Yenilenebilir Enerji

Başta rüzgar ve güneş enerjisi olmak üzere global elektrik üretimi 2008’deki 550 terawatt-saat düzeyinden 2018’de yaklaşık olarak 2.500 terawatt-saat düzeyine yükseldi (bkz. 2019 BP Statistical Review of World Energy.

Ama enerji sektörünün tamamına baktığımız zaman bu büyümenin nasıl göründüğünü daha iyi görebiliriz. Yenilenebilir enerji, diğer kaynakların yanında cüce kalan küçük bir dilimi meydana getirmektedir.

Buradaki sorunlardan biri, nüfus artışı, ekonomik büyüme ve enerji talebindeki artış ile toplam elektrik üretiminin de artıyor olmasıdır. Dünya bu talebi karşılamak için çok sayıda rüzgar ve güneş tarlası inşa ediyor. Ancak ülkeler kömür ve doğalgaz çevrim santralleri inşa etmeye de devam ediyorlar.

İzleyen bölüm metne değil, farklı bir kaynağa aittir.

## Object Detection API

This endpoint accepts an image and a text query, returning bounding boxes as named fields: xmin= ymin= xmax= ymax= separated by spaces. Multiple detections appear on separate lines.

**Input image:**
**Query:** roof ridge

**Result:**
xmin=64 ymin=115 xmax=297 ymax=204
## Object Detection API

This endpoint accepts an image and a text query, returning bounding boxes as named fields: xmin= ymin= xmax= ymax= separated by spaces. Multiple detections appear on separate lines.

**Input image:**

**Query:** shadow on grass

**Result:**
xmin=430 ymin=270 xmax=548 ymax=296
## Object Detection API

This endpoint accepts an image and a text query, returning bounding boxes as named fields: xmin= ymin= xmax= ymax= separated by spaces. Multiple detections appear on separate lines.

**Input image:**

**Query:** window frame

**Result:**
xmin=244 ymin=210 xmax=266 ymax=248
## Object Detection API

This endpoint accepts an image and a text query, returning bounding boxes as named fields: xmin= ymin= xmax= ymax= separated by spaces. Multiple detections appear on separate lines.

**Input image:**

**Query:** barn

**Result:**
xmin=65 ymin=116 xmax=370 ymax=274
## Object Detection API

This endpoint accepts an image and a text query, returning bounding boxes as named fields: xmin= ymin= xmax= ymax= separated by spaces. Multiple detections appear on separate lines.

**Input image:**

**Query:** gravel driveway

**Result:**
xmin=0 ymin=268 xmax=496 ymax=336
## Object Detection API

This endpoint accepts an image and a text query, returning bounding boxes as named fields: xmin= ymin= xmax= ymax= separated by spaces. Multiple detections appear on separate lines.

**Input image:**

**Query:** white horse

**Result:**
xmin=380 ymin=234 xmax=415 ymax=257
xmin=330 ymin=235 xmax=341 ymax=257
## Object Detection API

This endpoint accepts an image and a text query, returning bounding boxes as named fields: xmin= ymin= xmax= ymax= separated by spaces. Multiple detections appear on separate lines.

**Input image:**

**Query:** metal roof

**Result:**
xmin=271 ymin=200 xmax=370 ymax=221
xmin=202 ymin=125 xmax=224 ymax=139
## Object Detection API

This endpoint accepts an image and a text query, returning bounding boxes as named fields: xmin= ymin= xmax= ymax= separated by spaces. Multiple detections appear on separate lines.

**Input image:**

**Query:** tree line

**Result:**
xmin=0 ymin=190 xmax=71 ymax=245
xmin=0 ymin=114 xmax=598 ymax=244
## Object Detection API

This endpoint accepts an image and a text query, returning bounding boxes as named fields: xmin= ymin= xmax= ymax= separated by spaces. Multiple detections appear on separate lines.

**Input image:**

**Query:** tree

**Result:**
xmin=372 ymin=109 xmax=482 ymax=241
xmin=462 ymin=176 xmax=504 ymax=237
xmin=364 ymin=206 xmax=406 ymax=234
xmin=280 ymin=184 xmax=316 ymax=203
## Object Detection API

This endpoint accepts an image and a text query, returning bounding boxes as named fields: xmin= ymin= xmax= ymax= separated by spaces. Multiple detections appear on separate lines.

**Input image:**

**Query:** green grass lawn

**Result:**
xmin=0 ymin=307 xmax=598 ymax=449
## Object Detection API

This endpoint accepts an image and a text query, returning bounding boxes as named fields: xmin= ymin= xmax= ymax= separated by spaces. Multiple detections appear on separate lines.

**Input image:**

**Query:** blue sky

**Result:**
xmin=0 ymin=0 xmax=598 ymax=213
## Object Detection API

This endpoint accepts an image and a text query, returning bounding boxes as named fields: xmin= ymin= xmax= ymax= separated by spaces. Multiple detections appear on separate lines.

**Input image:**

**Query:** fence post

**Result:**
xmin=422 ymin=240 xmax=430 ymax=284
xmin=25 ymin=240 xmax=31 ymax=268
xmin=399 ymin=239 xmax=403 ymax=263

Buna ek olarak bir diğer probleme de dikkati çekebiliriz. Elektrik sisteminin genişlemesi ile birlikte diğer karbonsuz enerji çözümlerinin payı ya değişmeden kalıyor (hidroelektrikte olduğu gibi) ya da azalıyor (nükleer enerjide olduğu gibi). Bu da karbonsuz kaynakların toplam katılımının geçtiğimiz on yıl içerisinde çok az artışla %32’den %35’e çıktığını gösteriyor.

Elektrikli otomobiller

Elektrikli otomobillerin küresel piyasada çok daha küçük bir alt kümeyi meydana getirdiği gerçeği dışında aynı genel trendler elektrikli otomobiller için de geçerli. Elektrikli otomobil satışları, 2010’ların ilk senelerine kıyasla dünyanın her yerinde büyük bir artış gösteriyor.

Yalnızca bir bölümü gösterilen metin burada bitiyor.